A serious drawback of V-GURTs is that farmers growing conventional or traditional crops of the same species as the V-GURTs variety in neighbouring fields will find their crops contaminated via cross pollination. This may severely impact food security while also being a problem for marketing and for food safety, especially if the GM crops in question were pharmaceutical crops or others not intended for human consumption. Farmers who save their traditional or conventional seeds for replanting may find a significant percentage do not germinate and would consequently experience important yield loss.
Theoretically seed sterility cannot spread, since once the trait is activated the seed will not be able to grow and no reproduction will be possible. As shown through the scenarios developed here however, there is potential for the trait of seed sterility to spread to cultivated or wild relatives – albeit in a non-activated or silenced form.

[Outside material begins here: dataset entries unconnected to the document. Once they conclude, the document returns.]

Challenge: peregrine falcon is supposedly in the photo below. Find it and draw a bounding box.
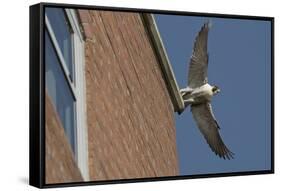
[180,22,234,159]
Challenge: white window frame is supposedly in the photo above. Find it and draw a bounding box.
[45,9,90,181]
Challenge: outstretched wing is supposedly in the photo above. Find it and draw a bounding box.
[188,22,210,88]
[191,103,234,159]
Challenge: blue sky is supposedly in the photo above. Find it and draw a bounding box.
[155,15,271,175]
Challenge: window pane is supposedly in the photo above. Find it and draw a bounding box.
[45,31,76,152]
[46,8,74,80]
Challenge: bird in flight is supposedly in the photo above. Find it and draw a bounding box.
[180,22,234,159]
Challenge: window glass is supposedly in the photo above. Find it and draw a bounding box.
[45,7,74,80]
[45,31,76,152]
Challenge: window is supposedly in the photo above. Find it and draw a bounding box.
[45,7,89,180]
[45,8,77,154]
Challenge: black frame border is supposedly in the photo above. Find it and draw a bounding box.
[29,3,275,188]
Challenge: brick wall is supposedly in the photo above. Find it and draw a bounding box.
[78,10,178,180]
[45,94,83,184]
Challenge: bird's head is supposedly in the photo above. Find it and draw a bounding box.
[212,86,221,95]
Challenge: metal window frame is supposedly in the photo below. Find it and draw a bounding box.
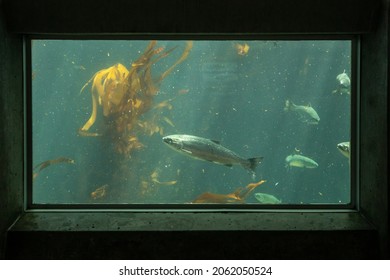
[24,34,360,212]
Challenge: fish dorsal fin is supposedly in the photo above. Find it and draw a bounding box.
[181,149,192,154]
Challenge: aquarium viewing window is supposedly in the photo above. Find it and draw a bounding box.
[26,38,357,209]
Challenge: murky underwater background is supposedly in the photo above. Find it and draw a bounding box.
[32,40,351,204]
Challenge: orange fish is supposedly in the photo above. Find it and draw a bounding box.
[234,43,249,55]
[91,184,108,200]
[192,180,265,204]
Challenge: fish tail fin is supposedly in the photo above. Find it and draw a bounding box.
[284,99,292,112]
[245,157,263,173]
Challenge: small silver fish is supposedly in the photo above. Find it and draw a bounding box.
[255,193,282,204]
[286,155,318,168]
[333,70,351,95]
[163,134,263,173]
[284,100,320,124]
[337,142,349,158]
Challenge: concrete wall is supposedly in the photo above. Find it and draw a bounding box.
[360,1,389,257]
[0,0,390,259]
[0,0,23,258]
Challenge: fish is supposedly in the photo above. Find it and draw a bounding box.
[337,142,349,158]
[255,193,282,204]
[284,100,320,124]
[286,154,318,168]
[162,134,263,173]
[332,70,351,95]
[234,43,250,55]
[191,180,266,203]
[33,157,75,180]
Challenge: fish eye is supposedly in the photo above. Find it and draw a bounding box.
[163,137,173,144]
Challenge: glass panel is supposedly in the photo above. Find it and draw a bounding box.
[32,40,351,205]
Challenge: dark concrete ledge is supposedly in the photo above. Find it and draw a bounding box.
[10,212,373,231]
[6,212,380,259]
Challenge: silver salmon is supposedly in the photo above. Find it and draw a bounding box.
[286,155,318,168]
[163,134,263,173]
[284,100,320,124]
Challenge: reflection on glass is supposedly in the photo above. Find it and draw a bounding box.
[32,40,351,205]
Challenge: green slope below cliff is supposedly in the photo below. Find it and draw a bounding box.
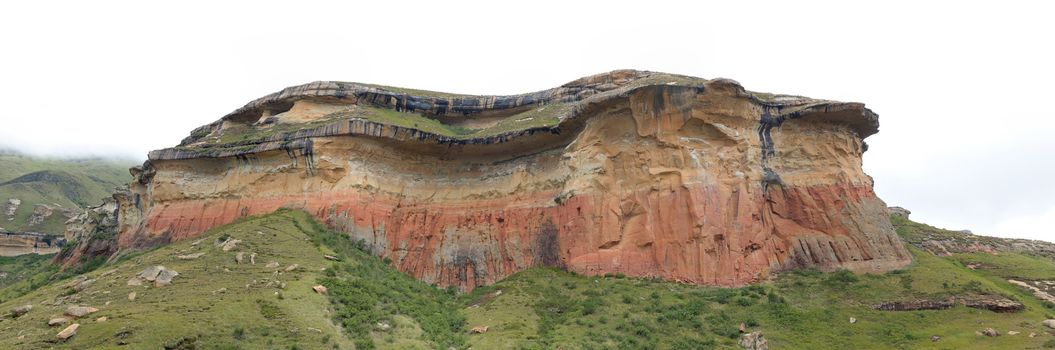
[0,211,1055,349]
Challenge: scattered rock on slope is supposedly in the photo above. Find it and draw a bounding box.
[11,305,33,317]
[56,324,80,341]
[129,265,179,287]
[47,316,70,327]
[740,331,769,350]
[65,306,99,317]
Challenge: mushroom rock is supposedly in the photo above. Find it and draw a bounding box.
[65,71,910,290]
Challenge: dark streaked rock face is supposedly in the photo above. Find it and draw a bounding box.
[65,71,909,289]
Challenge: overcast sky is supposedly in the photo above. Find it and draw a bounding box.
[0,0,1055,240]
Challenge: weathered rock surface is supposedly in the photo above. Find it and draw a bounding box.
[47,316,70,327]
[4,198,22,217]
[129,265,179,287]
[27,205,55,227]
[65,306,99,317]
[55,191,125,266]
[889,207,1055,258]
[11,305,33,317]
[739,331,769,350]
[56,324,80,341]
[872,295,1025,312]
[61,71,910,289]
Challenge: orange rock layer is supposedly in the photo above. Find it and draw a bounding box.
[104,72,910,290]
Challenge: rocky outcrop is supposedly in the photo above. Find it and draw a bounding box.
[0,229,65,256]
[4,198,22,221]
[55,189,127,266]
[61,71,910,289]
[872,295,1025,312]
[889,210,1055,258]
[28,205,55,227]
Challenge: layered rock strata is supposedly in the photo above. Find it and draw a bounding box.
[65,71,910,289]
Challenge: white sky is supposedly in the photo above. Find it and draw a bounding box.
[0,0,1055,240]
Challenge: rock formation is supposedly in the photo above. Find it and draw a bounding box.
[61,71,910,289]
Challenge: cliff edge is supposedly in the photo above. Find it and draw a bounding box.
[66,71,910,289]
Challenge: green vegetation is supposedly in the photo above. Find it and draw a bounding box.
[334,103,571,139]
[354,83,474,98]
[303,215,465,349]
[0,210,1055,349]
[0,153,135,235]
[199,103,572,152]
[0,211,353,349]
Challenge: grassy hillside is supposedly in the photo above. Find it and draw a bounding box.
[0,153,135,234]
[0,211,1055,349]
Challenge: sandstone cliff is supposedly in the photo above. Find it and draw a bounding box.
[65,71,910,289]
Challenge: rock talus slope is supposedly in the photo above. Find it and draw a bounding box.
[82,71,910,289]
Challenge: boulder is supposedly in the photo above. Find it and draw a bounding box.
[136,265,165,281]
[739,331,769,350]
[219,238,242,252]
[176,252,205,260]
[73,279,95,292]
[129,265,179,287]
[887,207,913,219]
[11,305,33,317]
[65,306,99,317]
[154,269,179,287]
[56,324,80,341]
[47,316,70,327]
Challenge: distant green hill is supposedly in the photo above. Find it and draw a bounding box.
[0,210,1055,349]
[0,151,135,234]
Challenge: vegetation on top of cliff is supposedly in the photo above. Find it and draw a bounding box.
[890,215,1055,259]
[465,240,1055,349]
[185,103,572,152]
[356,82,479,98]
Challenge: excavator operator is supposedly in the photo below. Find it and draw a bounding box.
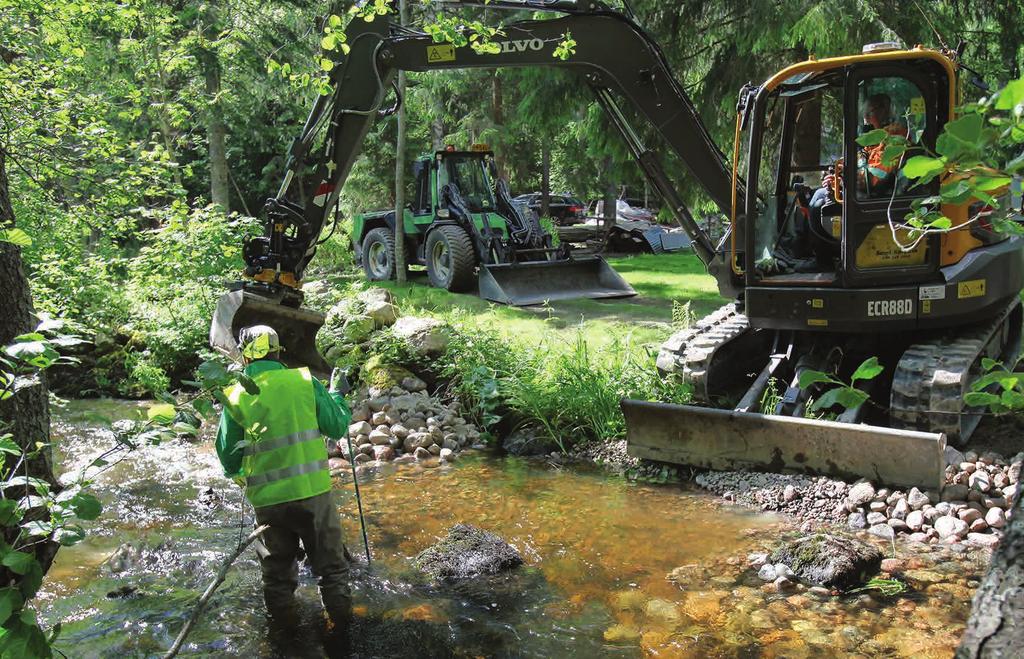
[810,94,907,234]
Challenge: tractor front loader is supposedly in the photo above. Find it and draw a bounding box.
[352,145,636,306]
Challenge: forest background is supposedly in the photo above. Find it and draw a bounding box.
[0,0,1024,396]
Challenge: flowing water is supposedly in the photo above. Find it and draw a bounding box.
[40,401,979,657]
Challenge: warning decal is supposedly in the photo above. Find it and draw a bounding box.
[427,44,455,62]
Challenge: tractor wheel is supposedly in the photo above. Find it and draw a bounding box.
[426,224,476,293]
[362,227,394,281]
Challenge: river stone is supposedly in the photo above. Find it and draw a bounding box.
[348,421,373,437]
[413,524,522,580]
[906,487,929,511]
[391,316,449,356]
[935,515,968,539]
[846,481,874,508]
[967,533,999,548]
[770,527,891,589]
[370,429,391,446]
[365,300,398,330]
[985,508,1007,529]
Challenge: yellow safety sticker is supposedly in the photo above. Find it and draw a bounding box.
[956,279,985,300]
[427,44,455,61]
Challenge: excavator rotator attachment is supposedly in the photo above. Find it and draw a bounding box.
[210,290,331,378]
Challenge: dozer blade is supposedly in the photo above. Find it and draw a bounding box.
[210,291,331,377]
[479,257,637,307]
[622,400,946,490]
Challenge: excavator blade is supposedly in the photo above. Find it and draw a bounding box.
[210,291,331,378]
[622,400,946,490]
[479,256,637,307]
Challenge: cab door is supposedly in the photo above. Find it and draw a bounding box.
[842,63,948,287]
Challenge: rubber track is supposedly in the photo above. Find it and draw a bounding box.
[657,304,751,404]
[890,303,1019,444]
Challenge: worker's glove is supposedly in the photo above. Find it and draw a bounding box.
[328,367,352,394]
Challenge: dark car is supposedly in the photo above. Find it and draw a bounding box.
[512,192,585,224]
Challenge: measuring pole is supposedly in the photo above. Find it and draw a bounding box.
[394,0,409,283]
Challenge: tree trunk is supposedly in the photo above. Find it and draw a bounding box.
[490,71,507,178]
[394,0,409,283]
[956,494,1024,659]
[541,140,551,217]
[198,48,231,212]
[0,145,60,584]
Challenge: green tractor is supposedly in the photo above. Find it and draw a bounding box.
[352,146,636,306]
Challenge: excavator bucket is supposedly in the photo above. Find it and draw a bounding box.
[479,256,637,307]
[210,291,331,378]
[622,400,946,490]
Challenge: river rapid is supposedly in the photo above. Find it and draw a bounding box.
[39,400,982,657]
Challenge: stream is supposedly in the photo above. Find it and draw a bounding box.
[39,400,983,657]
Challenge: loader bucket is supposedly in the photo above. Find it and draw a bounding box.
[210,291,331,377]
[479,257,637,307]
[622,400,946,490]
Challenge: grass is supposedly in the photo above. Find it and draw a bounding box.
[360,253,725,355]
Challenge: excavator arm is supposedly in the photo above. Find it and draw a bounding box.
[245,0,738,295]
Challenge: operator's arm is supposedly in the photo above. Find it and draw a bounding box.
[216,410,245,478]
[313,378,352,439]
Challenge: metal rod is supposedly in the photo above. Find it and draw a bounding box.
[346,437,370,567]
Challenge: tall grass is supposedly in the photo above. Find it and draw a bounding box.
[428,315,690,450]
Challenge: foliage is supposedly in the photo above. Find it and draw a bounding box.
[797,357,885,411]
[850,577,907,598]
[857,78,1024,244]
[964,357,1024,414]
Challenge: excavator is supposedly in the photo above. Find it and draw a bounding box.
[211,0,1024,487]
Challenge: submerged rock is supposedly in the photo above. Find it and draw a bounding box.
[414,524,522,580]
[769,533,882,589]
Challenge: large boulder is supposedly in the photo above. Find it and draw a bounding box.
[391,316,449,357]
[414,524,522,581]
[768,533,882,589]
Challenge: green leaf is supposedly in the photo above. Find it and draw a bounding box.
[944,114,985,146]
[0,228,32,247]
[995,78,1024,109]
[974,176,1013,192]
[857,128,889,146]
[939,179,972,204]
[850,357,886,384]
[146,403,175,424]
[2,552,38,574]
[797,369,836,389]
[903,156,946,178]
[0,587,25,624]
[71,492,103,520]
[239,374,259,396]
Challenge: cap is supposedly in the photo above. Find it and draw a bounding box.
[239,325,281,359]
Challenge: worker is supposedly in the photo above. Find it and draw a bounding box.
[216,325,351,639]
[810,94,907,231]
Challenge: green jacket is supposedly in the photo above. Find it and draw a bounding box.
[216,359,352,478]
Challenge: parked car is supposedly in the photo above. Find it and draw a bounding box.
[512,192,585,224]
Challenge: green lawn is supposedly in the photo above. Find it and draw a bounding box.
[370,253,725,351]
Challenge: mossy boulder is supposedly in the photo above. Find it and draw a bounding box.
[361,355,416,391]
[414,524,522,581]
[768,533,882,590]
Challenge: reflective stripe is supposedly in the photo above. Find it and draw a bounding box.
[243,429,319,455]
[246,459,331,487]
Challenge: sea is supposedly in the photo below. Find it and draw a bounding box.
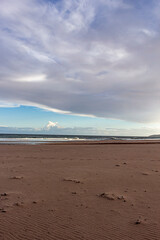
[0,134,160,144]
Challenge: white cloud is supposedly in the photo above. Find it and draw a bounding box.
[46,121,58,130]
[0,0,160,122]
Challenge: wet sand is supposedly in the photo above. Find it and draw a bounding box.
[0,141,160,240]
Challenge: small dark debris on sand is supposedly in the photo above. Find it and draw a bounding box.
[98,192,126,202]
[0,208,7,213]
[10,176,23,180]
[72,192,77,194]
[135,219,141,224]
[63,178,81,183]
[0,193,8,197]
[142,173,149,176]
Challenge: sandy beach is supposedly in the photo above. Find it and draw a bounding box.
[0,141,160,240]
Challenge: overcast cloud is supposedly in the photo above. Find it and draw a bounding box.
[0,0,160,122]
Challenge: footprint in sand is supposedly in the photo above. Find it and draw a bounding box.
[98,192,126,202]
[142,173,149,176]
[134,216,147,225]
[10,176,23,180]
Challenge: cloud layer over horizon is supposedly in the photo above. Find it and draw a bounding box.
[0,0,160,122]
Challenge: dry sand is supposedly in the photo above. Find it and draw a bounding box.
[0,142,160,240]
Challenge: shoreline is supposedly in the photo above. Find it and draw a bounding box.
[0,139,160,145]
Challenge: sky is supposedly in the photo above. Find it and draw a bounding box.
[0,0,160,135]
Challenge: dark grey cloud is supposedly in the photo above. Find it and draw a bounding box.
[0,0,160,122]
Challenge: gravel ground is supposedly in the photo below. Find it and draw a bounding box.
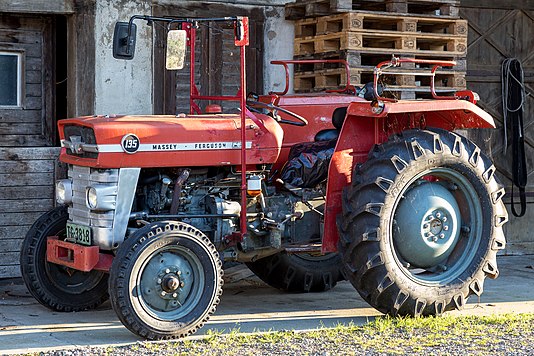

If at a later stage, segregation of the V-GURTs genes takes place, gene silencing is being reversed, or promoter leakage or unspecific induction occurs, the trait of seed sterility would be activated. The impact of later generations of plants becoming sterile could potentially be severe, depending on the degree of contamination and spread of the “silent” terminator mechanism.
An issue so far sidelined and not yet understood, is the impact of the genetic modification process (transformation) on the integrity of the plant and its genome (Wilson et al. 2004). V-GURTs involve the insertion of at least 3 gene constructs, more if there are other GM traits for other purposes that are incorporated. The products of each of these have the potential to cause unintended alterations to the plant’s biochemistry (Schubert 2002). This is also a potential consequence of any unintended mutations created during their insertion (Wilson et al. 2004). Risks would consequently increase if the transgenes were not all placed on one plasmid and inserted in one single transformation. These additional risks, combined with the uncertainties, mean that V-GURTs may create many new biosafety risks, with potentially serious impacts for Indigenous and local communities and smallholder farmers.
7. Regarding the Convention on Biological Diversity
In accordance with the precautionary principle, and reflecting that there is no indication that the scientific problems of GURTs could be resolved, we urge Parties to the Working Group on Article 8(j) to support the conclusions of the “Ad Hoc Technical Expert Group report on the potential impacts of genetic use restriction technologies on smallholder farmers, indigenous and local communities” and its recommendations that COP reaffirm paragraph 23 of its decision V/5 III on GURTs and that Parties and Other Governments consider the development of regulatory frameworks not to approve GURTs for field-testing and commercial use.